La Voz de Asturias

Guillermo Antuña: «Asturias tiene los mimbres para convertirse en un polo industrial de referencia europea»

Asturias

Carmen Liedo Redaccion
Guillermo Antuña, profesor e investigador de Historia Económica de la Universidad de Barcelona

Investigador y docente de Historia Económica, prepara una tesis en la que analiza la dinámica del sector metalmecánico regional e identifica las potencialidades industriales que, en su opinión, todavía tiene y debe aprovechar Asturias

17 Nov 2021. Actualizado a las 05:00 h.

La vinculación de Guillermo Antuña (El Entrego, 1995) al sector industrial desde que iniciara su trayectoria profesional es lo que ha impulsado a este investigador y docente del Departamento de Historia Económica, Instituciones, Política y Economía Mundial de la Universidad de Barcelona a realizar su tesis doctoral sobre el sector metalmecánico asturiano en la segunda mitad del siglo XX. Con su trabajo pretende analizar la dinámica del sector en Asturias e identificar las potencialidades que, considera, aún tiene la región.
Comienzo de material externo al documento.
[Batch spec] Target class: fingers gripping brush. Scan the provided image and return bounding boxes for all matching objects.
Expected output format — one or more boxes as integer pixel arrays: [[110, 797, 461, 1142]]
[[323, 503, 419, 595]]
De hecho, asegura que «en Asturias existen todos los mimbres necesarios para volver a convertirnos en un polo industrial de referencia a nivel europeo», aunque también se muestra consciente de que la industria asturiana del metal tiene muchos desafíos sobre la mesa.
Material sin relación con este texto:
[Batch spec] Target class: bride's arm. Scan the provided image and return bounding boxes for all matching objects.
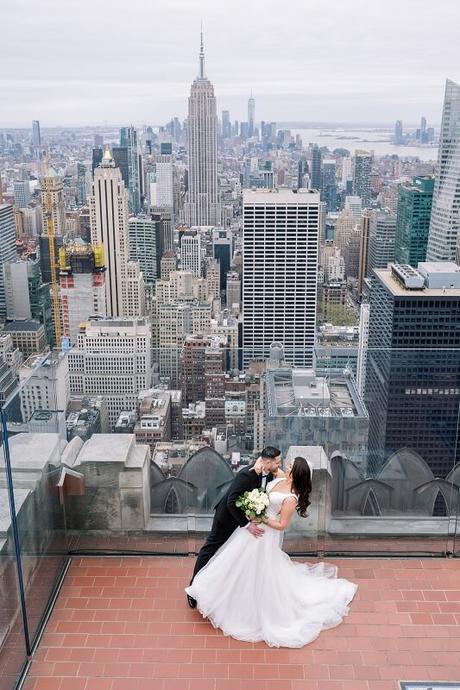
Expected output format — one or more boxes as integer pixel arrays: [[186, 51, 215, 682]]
[[263, 494, 297, 532]]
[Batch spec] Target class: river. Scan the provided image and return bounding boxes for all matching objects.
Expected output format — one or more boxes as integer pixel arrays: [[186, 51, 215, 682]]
[[291, 129, 438, 161]]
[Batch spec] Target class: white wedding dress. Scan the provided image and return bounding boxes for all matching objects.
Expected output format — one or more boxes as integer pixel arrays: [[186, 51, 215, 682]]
[[185, 479, 357, 647]]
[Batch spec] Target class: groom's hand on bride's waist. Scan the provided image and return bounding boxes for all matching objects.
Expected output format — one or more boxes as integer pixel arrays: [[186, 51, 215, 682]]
[[246, 522, 264, 537]]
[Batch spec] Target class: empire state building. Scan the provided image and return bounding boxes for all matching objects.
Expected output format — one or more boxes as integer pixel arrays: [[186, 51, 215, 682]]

Graduado en Comunicación (Publicidad y Relaciones Públicas) y Máster en Historia Económica por la Universidad de Barcelona, entre otros títulos, Guillermo Antuña comenzó su carrera como becario en FEMETAL, donde trabajó en la creación del clúster MetaIndustry4 y realizó una propuesta para la renovación de la concertación y las relaciones laborales del sector del metal en Asturias. Si bien posteriormente trabajó como consultor y analista en la empresa BICG, en la actualidad forma parte del Departamento de Historia Económica, Instituciones, Política y Economía Mundial de la Universidad de Barcelona a través de una beca FPU del Ministerio de Universidades. En paralelo, trabaja en estudios relacionados con la Geografía Económica y el Desarrollo Regional, Distritos Industriales y Clusters, la Historia Empresarial y la Historia del Trabajo.
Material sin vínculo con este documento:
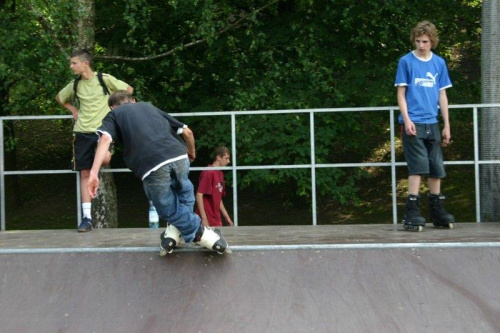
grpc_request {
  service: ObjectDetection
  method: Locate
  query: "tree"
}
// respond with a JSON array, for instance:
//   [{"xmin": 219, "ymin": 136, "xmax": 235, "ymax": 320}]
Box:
[{"xmin": 481, "ymin": 1, "xmax": 500, "ymax": 221}]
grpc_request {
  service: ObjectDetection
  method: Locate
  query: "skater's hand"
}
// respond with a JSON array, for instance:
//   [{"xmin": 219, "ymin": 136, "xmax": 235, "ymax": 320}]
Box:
[
  {"xmin": 201, "ymin": 217, "xmax": 210, "ymax": 227},
  {"xmin": 87, "ymin": 173, "xmax": 99, "ymax": 199},
  {"xmin": 441, "ymin": 127, "xmax": 451, "ymax": 147},
  {"xmin": 188, "ymin": 152, "xmax": 196, "ymax": 162},
  {"xmin": 405, "ymin": 120, "xmax": 417, "ymax": 135}
]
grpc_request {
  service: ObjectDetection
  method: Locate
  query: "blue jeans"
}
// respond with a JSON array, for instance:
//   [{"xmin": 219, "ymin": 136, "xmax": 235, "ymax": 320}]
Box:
[{"xmin": 143, "ymin": 158, "xmax": 201, "ymax": 243}]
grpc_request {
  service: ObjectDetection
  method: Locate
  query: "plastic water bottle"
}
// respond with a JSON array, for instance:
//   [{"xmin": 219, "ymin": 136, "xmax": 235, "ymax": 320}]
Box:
[{"xmin": 149, "ymin": 201, "xmax": 160, "ymax": 229}]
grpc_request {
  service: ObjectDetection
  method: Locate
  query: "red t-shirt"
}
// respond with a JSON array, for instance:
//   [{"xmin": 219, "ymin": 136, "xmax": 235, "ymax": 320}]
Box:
[{"xmin": 196, "ymin": 164, "xmax": 226, "ymax": 227}]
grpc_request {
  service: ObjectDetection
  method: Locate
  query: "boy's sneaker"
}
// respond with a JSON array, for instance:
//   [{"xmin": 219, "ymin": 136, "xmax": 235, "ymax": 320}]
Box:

-Está trabajando en una tesis sobre la industria en Asturias, ¿qué le anima a hacer una investigación sobre esa temática?

-Desde el inicio de mi carrera profesional he estado en mayor o menor medida vinculado al sector industrial y, más concretamente, al sector del metal en Asturias de la mano de Guillermo Ulacia. Cuando accedí a la carrera académica seguí este mismo camino junto a mis mentores Jordi Catalan, Joaquín Ocampo y Marc Prat. En el caso asturiano, no se entiende la historia de la región sin comprender su industria, y me pareció que existía un vacío importante más allá de sus tres sectores hegemónicos: la minería, la siderurgia y la construcción naval. Mi tesis intenta demostrar que, de forma contraintuitiva, la reconversión industrial no convirtió Asturias en un páramo industrial, sino que todas aquellas actividades que surgieron y crecieron al calor del carbón y el acero se han mantenido y han prosperado desde entonces. Por ello, es necesario identificarlas, así como los mecanismos por los que se han hecho cada vez más competitivas, y favorecer su progreso frente al declive de los grandes sectores tradicionales. Existe también un componente sentimental innegable. Habiendo pasado gran parte de mi vida entre la cuenca del Nalón y Avilés, he crecido rodeado por los últimos coletazos de todo un entramado fabril que dio lugar a una serie de relaciones y construcciones sociales únicas, que a día de hoy y por desgracia parece que están desapareciendo. Gran parte de la historia social de Asturias se escribe desde su industria, desde los movimientos y luchas sociales que se generaron en torno a ella, y debemos seguir reivindicándolos y ahondando en esta cuestión. 

-En el pasado, la industria asturiana fue motor de la economía española, ¿cuáles han sido, en su opinión, las razones de que pasara de ser cabeza tractora a estar en declive y se plantearan reconversiones?

-La industria es clave para entender la historia de Asturias desde finales del siglo XVIII, y tiene dos momentos de máximo esplendor con relación al conjunto de España: el primero entre mediados del siglo XIX y hasta 1890 con el auge hullero y de la metalurgia básica previa al hacer; y el segundo, desde la implantación de Ensidesa hasta el inicio, precisamente, de la conocida como «reconversión industrial». Este proceso se dio en toda Europa y afectó a sectores que, habiendo resultado fundamentales en el desarrollo económico relacionado con la II Revolución Industrial y los modelos de producción en masa, ya no resultaban competitivos en el nuevo entorno global que se inició desde mediados de los años setenta: los mercados mundiales se liberalizaron, las cadenas productivas se fragmentaron y se saturó la demanda de muchos sectores que habían sido fundamentales para el crecimiento durante décadas (electrodomésticos, automóviles…) La especialización de la economía asturiana en tres de estos sectores hegemónicos (minería de carbón, siderurgia y construcción naval) hizo que la región fuera clave durante el franquismo, pero también que sufriera profundamente las consecuencias de las reconversiones derivadas del cambio de modelo productivo antes mencionado.

-En los últimos años han sido muchas las empresas del sector las que han pasado por dificultades y han acabado cerrando o necesitando apoyo inversor, ¿en qué situación valora que se encuentra la industria de la región actualmente?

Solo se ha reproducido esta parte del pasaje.